The patterned indium tin oxide (ITO) glass substrate was sequentially sonicated in detergent, deionized water, isopropyl alcohol, and ethanol for 10 min and dried with nitrogen flow. After that, the ITO glass substrate was treated using a UV-zone for 15 min to improve its surface wettability. Then, the substrate was transferred to a nitrogen glovebox to prepare PVK layers (dissolved in chlorobenzene, 6 mg mL−1) at 3000 rpm for 30 s, followed by annealing at 100 °C for 15 min. The PVP layers (dissolved in isopropyl alcohol, 2 mg mL−1) were spin-coated onto the PVK at 3000 rpm for 30 s, followed by annealing at 100 °C for 5 min. Then, reduced-dimensional perovskite films were prepared by the method described above. Afterward, the TPBi layer (35 nm), Liq layer (2 nm), and Al electrode (120 nm) were deposited on the perovskite films through a thermal evaporator. Finally, the devices with a defined area of 0.04 cm2 were fabricated completely.
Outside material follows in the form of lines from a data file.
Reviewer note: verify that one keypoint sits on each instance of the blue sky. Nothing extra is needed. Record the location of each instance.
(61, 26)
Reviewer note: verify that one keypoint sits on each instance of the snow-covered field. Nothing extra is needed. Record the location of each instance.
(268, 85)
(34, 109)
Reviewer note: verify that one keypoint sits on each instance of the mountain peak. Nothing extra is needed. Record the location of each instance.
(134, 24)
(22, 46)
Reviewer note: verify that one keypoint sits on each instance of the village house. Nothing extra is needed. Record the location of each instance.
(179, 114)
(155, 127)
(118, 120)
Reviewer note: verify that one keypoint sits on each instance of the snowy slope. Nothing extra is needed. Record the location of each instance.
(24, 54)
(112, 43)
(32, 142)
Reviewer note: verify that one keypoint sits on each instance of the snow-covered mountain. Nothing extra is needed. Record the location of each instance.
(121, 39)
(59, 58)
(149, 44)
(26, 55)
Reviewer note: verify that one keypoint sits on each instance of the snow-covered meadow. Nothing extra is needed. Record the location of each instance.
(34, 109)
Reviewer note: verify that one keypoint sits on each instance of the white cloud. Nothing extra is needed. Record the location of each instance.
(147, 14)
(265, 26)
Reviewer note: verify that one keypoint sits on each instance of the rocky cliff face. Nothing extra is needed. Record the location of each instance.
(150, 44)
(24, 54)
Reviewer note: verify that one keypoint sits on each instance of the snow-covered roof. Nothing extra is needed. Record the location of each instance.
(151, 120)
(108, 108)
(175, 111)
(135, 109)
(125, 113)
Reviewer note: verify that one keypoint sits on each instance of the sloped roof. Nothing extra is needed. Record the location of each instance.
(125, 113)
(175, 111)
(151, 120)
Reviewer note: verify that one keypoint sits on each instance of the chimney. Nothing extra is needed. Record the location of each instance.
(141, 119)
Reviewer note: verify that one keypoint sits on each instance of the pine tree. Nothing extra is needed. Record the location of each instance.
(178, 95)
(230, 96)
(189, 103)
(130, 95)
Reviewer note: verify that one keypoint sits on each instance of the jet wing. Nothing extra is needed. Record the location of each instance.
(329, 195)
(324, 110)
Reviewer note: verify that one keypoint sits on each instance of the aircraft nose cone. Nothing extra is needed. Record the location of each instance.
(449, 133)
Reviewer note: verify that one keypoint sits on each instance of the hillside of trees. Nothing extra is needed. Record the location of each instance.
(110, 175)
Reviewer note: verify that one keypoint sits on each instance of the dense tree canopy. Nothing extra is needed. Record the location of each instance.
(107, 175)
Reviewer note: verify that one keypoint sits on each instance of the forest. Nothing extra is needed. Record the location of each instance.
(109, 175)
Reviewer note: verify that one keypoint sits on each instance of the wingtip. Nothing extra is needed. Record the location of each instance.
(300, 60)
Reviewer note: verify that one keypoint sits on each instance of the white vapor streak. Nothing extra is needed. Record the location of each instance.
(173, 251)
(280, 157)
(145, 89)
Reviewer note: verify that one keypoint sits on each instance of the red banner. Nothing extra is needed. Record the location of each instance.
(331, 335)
Films and device characterization

The scanning electron microscopy (SEM) images were acquired by a field-emission scanning electron microscope (Regulus8100). The atomic force microscope (Bruker) was used to measure atomic force microscopy (AFM) images of perovskite films. The Grazing incidence wide-angle X-ray scattering (GIWAXS) pattern was acquired from Xeuss 3.0 HR WAXS laboratory beamline (XENOCS, France) with X-ray radiation (λ = 1.54 Å). The UV–Vis absorption spectrum was measured using a N4S UV–Visible spectrophotometer (Shanghai Instrument & Electronics Analysis Co., Ltd.). The steady-state photoluminescence (PL) spectrum was performed using Horiba Scientific FluoroLog-3 fluorescence spectrophotometer with an excitation wavelength of 365 nm. Time-resolved PL (TRPL) decay measurement was measured using Japan Hamamatsu Quantaurus-Tau C11367 with a 365 nm excition. The PLQYs of the perovskite film were recorded by using a fluorescence spectrometer with an integrated sphere (C9920-02, Hamamatsu Photonics Co., Ltd.). X-ray photoelectron spectroscopy (XPS) measurement was obtained using the Therom Scientific Escalab 250Xi. Ultraviolet photoelectron spectroscopy (UPS) measurement was measured by using the He I (21.22 eV) as an excitation source. Fourier transform infrared (FTIR) measurements were conducted by a Fourier Transform Infrared Spectrometer (Nicolet 6700) in a transmittance mode. Nuclear magnetic resonance (NMR) spectroscopy was collected on a Bruker AVANCE III 600 M using deuterated DMSO as solvent at room temperature. Transient absorption (TA) spectroscopy of the perovskites was performed using the Ultrafast System HELIOS TA spectrometer, where the pump wavelength was 385 nm. Current density-voltage-luminescence (J–V–L) curves, EL spectra, EQE, current efficiency (CE), and operational stability measurement of PeLEDs were acquired through the Enlitech measurement system (LQ-100). The thermal admittance spectroscopy (TAS) was conducted by the ZAHNER electrochemical workstation at various temperatures (T = 280–310 K) in the dark. The transient EL (TREL) decay curves were measured under an electrical excitation with the pulse (duty cycle of 50%) generated by a generator (Keysight EDU33212A).

DFT calculations

Density functional theory (DFT) calculations were carried out in the Vienna Ab initio Simulation Package (VASP). The generalized gradient approximation (GGA) and Perdew-Burke-Ernzerhof (PBE) were applied to treat the exchange-correlation function of electrons. The DFT-D3 method was employed to properly consider the long-range van der Waals interaction. A Gamma k-point of (2 × 2 × 1) and cutoff energy of 450 eV were set for all the optimization of perovskite slab models. The geometry optimization was not terminated until all self-consistent field (SCF) calculations were decreased to less than 10−6 eV and the force was smaller than 0.02 eV/Å. The binding energy be between perovskite structure and p-FCA molecule was defined as \({E}_{\left({\rm{binding\; energy}}\right)}\) via following formula: \({E}_{({\rm{binding\; energy}})}={E}_{({\rm{adsorption\; molecule}})}+{E}_{({\rm{perovskite\; structure}})}-{E}_{({\rm{binding\; structure}})}\).